Monday, 27 October 2025

 

Lucky Thing, by Tom Baragwanath.

 


            Well, the reader is the Lucky Thing to be enjoying another Kiwi-As thriller from Tom Baragwanath – who lives and writes in Paris, but has forgotten nothing of his origins in the Wairarapa town of Masterton on the North Island’s East Coast.  Once again, we meet Lorraine Henry, ostensibly a filing clerk in the local police station, but her photographic memory and acquaintance/friendship with most of the town’s denizens gives her an advantage on the town grapevine that no-one else has;  consequently, she is always brought in as an ‘observer’, taking notes for the police chief as required, but filling him in on her opinions later.

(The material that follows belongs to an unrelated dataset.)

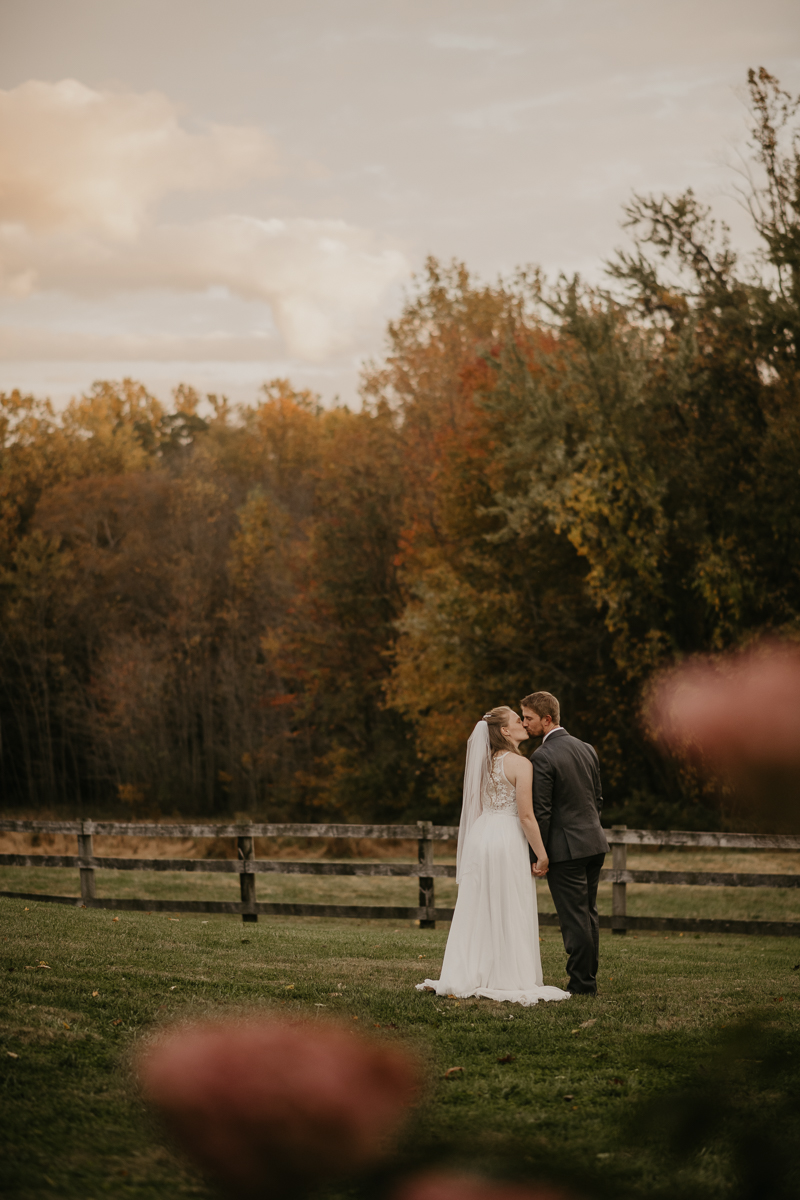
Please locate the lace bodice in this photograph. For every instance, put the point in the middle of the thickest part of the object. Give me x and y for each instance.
(500, 796)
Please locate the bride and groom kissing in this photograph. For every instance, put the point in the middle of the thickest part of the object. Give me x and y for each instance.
(523, 820)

            And there is much to talk about and charges pending if they can only establish  what happened to  Jessica Mowbrie, a young local girl from the wrong end of town ( Lorraine’s end of town), who had won a place against  the local debating team of Langsford’s an exclusive private boy’s college:  now she is in intensive care in the local hospital after being found deep in the Tararua Ranges by a couple of  Finnish trampers.  Jessica is in an induced coma as she been given such a good hiding that her skull is fractured, and her family is looking for answers – and vengeance, a classic case of privilege against poverty, for it transpires that Jessica and her cousin Michaela were invited to a teen party at a woolshed belonging to one of the rich farmers of the district;  their drinks were spiked, Michaela was driven home semi-conscious, but Jessica disappeared.  The last person to see her was Stuart, eldest son of the farmer.  Which shows him in a very suspicious light, especially when he and his parents visit the police station all lawyered-up before they were asked:  the plot is thickening alarmingly.

            And more tragedy is on its way.  No-one is exempt, rich or poor. There are a raft of minor characters waiting in the wings to add to a seemingly insoluble mystery, and no-one comes away unscathed:  Lorraine’s life is threatened more than once on a single night and she is starting to wonder if being a filing clerk could be a dead-end job (sorry) before the cavalry turns up in the shape of Constable Dion, saving the day but not every life.

            Tom Baragwanath has proved to be no One Hit Wonder:  his second foray into small-town crime in rural Aotearoa New Zealand is just as meticulous and atmospheric as his first, and Lorraine, who lost so much in ‘Paper Cage’ is well and truly cemented into her role as so much more than just a paper shuffler. Good on you, girl!   FIVE STARS.